Water Supply Sector Sees Significant Surge in Costs
Among the various sectors, the water supply industry faced the sharpest rise, with the PPI surging by a staggering 9.0% year-on-year. This significant increase underscores the growing financial strain within the sector as it battles escalating costs.
Moderation in Mining Sector PPI Amidst Crude Petroleum Deceleration
In contrast, the mining sector experienced a moderation in its PPI inflation, which slowed to 2.2% year-on-year from June’s 4.6%. The deceleration was largely attributed to a slowdown in the extraction of crude petroleum, signaling a possible easing of cost pressures within this critical industry.
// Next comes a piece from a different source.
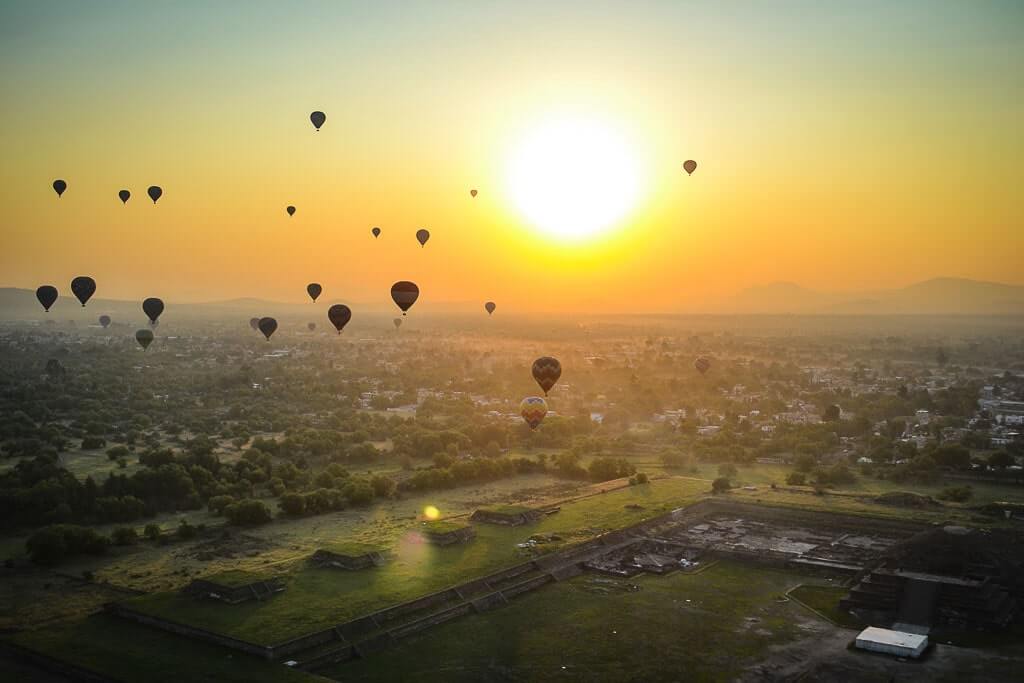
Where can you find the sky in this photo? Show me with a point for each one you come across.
(846, 145)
Manufacturing Sector Marginally Up, Led by Electronics
The manufacturing sector saw a marginal rise of 0.9% year-on-year, driven primarily by a 7.0% increase in costs associated with the manufacture of computer, electronic, and optical products. This uptick highlights the ongoing challenges faced by manufacturers as they navigate fluctuating costs in key areas of production.
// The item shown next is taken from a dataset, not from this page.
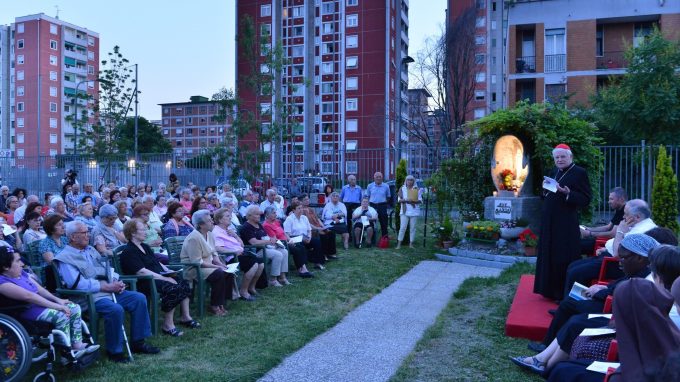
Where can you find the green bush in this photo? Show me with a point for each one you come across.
(665, 193)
Month-on-Month Deflation Signals Slight Easing in Cost Pressures
On a month-to-month basis, the PPI recorded a deflation of -0.2%, offering a slight reprieve from the ongoing cost pressures. Declines in the manufacturing PPI by -0.3% and in the electricity and gas supply by -0.8% contributed to this monthly deflation, indicating that some sectors are beginning to see a moderation in price increases.
“With the PPI inflation continues to be lower than CPI inflation, we believe the pressures to pass cost increases to customers are still under control. Nevertheless, the sustained rise in PPI suggests local producers are gradually facing increasing production costs, particularly affected by the elevated commodity prices,” says MIDF.